“Three conditions architecture must accomplish: Utilitas (utility), Firmitas(permanence) and Venustas (beauty).”
-Marcus Vitruvius Pollio (fl. 46-30 BC), De Architectura
In the early years of twentieth-century Singapore, a newly-created, singular style of house stood in stark contrast to the verdant background of the island’s tropical surroundings. Juxtaposed against the lush jungle, still very much present in the city’s last century, the black and white houses appeared to be as anomalous as any architectural design could possibly be. But dissimilar as they may have appeared to their environmental backdrop, the construction of the houses made them a perfect fit for the equatorial climes. Much like the nation-state in which they reside, the houses represent a multitude of cultures, with design elements including Tudor-esque timber frames and Moghul bungalow-style verandahs and broad, shady eaves. Black and White: The Singapore House 1898-1941 celebrates these houses for what they are: a blend of the familiar and the exotic; the old and the new; stylistically innovative in a way that is absolutely unique to the region.

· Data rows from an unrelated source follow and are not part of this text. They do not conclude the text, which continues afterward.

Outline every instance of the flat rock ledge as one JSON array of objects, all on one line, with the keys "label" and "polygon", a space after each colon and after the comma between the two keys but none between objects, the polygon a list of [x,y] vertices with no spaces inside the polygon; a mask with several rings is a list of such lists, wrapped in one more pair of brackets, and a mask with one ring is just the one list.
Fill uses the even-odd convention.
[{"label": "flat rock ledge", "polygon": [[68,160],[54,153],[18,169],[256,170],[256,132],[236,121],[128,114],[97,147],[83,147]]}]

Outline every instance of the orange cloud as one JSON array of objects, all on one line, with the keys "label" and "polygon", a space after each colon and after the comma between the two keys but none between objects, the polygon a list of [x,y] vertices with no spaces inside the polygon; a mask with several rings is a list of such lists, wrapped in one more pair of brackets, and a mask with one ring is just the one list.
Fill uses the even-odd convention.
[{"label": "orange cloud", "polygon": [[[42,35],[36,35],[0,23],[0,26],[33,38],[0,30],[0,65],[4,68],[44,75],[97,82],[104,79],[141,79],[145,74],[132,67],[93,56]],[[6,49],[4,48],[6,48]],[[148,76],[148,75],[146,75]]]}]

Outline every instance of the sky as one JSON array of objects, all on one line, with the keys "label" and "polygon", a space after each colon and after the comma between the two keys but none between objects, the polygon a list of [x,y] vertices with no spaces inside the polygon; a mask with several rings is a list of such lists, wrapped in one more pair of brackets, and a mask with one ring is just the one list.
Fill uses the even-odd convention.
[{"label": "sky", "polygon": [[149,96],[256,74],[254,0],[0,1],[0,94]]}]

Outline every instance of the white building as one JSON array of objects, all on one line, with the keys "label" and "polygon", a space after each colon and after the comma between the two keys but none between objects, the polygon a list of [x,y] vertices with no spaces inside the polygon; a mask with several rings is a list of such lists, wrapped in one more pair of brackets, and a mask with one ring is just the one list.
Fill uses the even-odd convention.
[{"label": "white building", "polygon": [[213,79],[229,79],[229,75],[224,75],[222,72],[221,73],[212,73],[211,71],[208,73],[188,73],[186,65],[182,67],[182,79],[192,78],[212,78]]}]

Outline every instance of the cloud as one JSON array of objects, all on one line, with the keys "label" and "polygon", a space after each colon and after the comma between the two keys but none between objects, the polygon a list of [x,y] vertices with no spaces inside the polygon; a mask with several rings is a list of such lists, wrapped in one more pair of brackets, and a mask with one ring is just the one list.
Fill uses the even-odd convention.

The first guide to this singular style of architecture, Black and White traces the history and influences of the houses, describing in detail everything from the building plans to the evolution of the style. The book notes the achievements of some of Singapore’s greatest architects from the colonial period, including George Drumgoolde Coleman, David McLeod Craik and Frank Wilhim Brewer, as well as the pioneering work of the man known as the father of the black and white style, Regent Alfred John Bidwell of Swan and Maclaren, the leading architectural practice of the day. Each and every representation of the style is portrayed in beautiful photographic style and informative prose, making the book a classic for lovers of architecture, and anyone interested in both past and present-day Singaporean influences.